It’s not just hardware that keeps us safe!
Once again we are at DSEI, where the defence industry meets and greets every two years. It’s always an eye-opener to wander around the exhibition halls, see the latest helicopters, armoured vehicles, protective clothing, and this year the new Tempest. People were queuing up to sit in the pilot’s seat and see for themselves its impressive heads up cockpit display that provides a huge amount of information easily digestible even while manoeuvring at high speed. Indeed, it seems we are only a small step away from the Firefox (early 80s movie starring Clint Eastwood, based on the novel by Craig Thomas), where the pilot flew the aircraft by plugging himself in. This week alone there were two articles in the Economist about AI and its role on the battlefield.
The rise of cyber warfare
All this serves to remind us, just how important data has become, not just in defence but in everyday life. Earlier this week we heard reports that policing is becoming more difficult because crime is changing. There are now many more fraud cases where victims are duped online, identities stolen, hacking, phishing and cyber attacks are rife. Social media is now being used by all manner of groups including nation states and freedom fighters/terrorists who use it to spread propaganda and fake news that can potentially affect the outcome of elections. The same techniques can persuade a city under siege to lay down its arms, or fans to buy the latest Taylor Swift album.
Is data the last frontier?
The huge importance of data and online technology is reflected at DSEI with the cyber security section growing ever larger each time we exhibit. While we don’t have large, intimidating hardware to show off, we’ve been getting a lot of interest because everyone can relate to the horror of having your personal, private or company confidential communications hacked. From soldiers on a tour to duty, to journalists in an unfriendly regime, to government officials discussing matters of state or business people sharing intellectual property, we all have information that we would rather did not end up with our competitors, or made public. In some cases this could impact national security.
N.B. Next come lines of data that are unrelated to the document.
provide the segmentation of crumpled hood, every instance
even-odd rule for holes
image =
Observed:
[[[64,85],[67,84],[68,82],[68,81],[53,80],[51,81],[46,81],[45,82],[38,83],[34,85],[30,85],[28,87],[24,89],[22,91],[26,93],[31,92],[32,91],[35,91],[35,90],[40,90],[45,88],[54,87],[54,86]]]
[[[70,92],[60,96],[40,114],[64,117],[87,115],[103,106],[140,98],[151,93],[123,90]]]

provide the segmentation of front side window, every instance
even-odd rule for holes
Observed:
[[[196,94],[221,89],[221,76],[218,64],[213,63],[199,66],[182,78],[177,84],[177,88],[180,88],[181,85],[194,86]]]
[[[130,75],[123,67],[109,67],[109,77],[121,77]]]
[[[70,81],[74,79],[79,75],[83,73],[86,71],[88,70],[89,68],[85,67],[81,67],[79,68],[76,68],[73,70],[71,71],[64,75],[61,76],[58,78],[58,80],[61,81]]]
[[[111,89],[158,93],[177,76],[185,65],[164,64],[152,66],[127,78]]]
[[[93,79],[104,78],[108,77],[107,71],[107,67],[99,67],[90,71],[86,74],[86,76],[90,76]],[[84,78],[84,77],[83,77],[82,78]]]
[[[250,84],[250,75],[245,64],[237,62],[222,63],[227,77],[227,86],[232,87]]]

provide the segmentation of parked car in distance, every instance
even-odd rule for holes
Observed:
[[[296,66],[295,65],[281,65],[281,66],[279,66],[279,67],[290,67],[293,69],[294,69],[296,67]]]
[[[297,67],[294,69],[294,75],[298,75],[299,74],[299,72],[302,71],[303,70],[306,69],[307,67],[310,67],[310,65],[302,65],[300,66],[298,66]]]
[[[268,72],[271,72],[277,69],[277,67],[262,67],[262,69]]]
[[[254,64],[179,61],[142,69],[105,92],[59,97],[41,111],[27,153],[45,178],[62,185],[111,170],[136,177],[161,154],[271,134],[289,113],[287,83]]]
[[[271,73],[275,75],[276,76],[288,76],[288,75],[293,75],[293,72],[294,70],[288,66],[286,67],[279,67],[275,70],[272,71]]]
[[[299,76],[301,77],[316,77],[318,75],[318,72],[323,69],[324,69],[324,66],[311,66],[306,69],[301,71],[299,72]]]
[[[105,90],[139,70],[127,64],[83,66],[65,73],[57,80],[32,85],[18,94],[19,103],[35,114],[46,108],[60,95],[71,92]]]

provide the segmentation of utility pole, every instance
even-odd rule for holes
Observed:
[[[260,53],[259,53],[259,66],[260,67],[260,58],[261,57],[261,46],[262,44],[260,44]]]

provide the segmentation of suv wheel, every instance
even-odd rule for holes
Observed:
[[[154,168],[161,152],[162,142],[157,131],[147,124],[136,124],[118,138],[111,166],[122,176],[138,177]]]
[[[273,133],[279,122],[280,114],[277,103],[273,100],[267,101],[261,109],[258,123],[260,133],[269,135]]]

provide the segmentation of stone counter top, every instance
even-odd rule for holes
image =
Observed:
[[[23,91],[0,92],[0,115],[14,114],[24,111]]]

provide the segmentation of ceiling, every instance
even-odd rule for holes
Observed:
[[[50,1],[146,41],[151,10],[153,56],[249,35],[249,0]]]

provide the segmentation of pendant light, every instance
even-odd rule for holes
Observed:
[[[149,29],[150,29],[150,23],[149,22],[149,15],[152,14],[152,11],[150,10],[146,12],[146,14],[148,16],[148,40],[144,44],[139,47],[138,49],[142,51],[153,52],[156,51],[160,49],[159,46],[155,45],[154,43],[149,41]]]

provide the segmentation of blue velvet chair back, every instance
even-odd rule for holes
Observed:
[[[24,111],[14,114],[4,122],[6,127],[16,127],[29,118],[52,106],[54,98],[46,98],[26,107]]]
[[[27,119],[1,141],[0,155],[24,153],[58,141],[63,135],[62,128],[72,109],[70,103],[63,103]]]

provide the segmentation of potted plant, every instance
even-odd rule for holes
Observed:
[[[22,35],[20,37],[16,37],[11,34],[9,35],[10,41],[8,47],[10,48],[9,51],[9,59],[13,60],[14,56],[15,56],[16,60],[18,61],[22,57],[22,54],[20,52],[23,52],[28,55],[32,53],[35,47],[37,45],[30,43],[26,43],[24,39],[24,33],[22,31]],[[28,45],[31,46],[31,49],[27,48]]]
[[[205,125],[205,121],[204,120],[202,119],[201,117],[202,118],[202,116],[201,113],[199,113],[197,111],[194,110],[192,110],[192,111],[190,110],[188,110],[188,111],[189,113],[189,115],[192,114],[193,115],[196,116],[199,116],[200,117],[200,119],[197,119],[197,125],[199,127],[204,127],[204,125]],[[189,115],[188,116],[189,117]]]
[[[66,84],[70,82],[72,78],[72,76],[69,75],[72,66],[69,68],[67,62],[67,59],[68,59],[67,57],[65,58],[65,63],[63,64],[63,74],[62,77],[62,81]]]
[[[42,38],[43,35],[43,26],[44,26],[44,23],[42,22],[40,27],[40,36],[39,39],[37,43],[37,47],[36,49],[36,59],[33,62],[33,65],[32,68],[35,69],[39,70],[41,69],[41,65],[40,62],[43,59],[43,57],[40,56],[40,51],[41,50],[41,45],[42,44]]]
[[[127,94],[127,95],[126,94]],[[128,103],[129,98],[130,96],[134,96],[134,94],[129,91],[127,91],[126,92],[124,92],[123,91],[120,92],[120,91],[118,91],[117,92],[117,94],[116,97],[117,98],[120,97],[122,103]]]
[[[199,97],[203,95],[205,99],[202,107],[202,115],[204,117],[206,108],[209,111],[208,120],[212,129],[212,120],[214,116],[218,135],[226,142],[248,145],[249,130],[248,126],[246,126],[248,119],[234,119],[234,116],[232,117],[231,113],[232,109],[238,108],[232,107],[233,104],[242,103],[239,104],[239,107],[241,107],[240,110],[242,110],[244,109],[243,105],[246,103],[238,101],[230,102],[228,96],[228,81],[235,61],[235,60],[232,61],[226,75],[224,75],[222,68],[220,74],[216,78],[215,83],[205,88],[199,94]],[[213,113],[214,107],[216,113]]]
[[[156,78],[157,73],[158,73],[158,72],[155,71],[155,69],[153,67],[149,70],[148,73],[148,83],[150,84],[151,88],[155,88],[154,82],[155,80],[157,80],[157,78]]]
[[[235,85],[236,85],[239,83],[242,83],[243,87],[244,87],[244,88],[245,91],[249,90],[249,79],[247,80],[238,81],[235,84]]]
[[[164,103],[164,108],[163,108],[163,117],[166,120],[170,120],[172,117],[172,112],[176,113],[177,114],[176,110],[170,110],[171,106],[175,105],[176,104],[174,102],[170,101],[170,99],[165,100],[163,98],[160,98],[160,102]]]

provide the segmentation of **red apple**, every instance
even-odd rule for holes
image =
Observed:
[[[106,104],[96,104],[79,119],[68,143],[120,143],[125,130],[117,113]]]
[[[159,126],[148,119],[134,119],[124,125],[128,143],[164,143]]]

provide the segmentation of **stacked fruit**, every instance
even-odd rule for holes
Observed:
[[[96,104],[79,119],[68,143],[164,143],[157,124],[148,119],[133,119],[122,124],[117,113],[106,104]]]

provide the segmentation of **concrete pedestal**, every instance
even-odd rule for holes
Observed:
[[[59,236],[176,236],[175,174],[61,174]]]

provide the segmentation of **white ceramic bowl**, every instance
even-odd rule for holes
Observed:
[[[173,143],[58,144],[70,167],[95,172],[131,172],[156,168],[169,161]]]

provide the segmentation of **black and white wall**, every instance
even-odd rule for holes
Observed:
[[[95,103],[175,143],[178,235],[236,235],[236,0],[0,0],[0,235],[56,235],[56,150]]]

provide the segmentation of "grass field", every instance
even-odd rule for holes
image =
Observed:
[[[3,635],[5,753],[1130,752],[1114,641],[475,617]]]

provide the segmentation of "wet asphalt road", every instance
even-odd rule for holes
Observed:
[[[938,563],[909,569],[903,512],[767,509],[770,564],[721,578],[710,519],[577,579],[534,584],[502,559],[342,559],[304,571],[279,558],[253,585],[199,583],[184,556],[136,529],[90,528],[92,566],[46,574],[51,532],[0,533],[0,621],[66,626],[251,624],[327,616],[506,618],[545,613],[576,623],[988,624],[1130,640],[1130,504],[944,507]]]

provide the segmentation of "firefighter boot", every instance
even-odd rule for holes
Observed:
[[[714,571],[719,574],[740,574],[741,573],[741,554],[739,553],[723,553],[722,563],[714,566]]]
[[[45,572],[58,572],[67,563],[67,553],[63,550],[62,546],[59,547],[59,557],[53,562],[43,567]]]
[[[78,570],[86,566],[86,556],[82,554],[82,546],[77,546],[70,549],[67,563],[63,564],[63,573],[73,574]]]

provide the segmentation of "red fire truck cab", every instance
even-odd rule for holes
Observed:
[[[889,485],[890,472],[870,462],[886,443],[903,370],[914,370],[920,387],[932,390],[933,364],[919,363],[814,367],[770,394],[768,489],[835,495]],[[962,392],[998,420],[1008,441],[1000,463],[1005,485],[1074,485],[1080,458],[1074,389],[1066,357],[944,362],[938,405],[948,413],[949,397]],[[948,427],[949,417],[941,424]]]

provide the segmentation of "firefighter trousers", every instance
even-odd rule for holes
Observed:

Free apps – You’re the product!
In a world defined by an always on culture dominated by online interactions and global networks, it is still possible to keep control of your personal and business information. You can stay ‘under the radar’ but not by using free services. The old adage, that if it’s free, then you are the product, is never more true than with social media platforms and the various tools that those platforms own and control.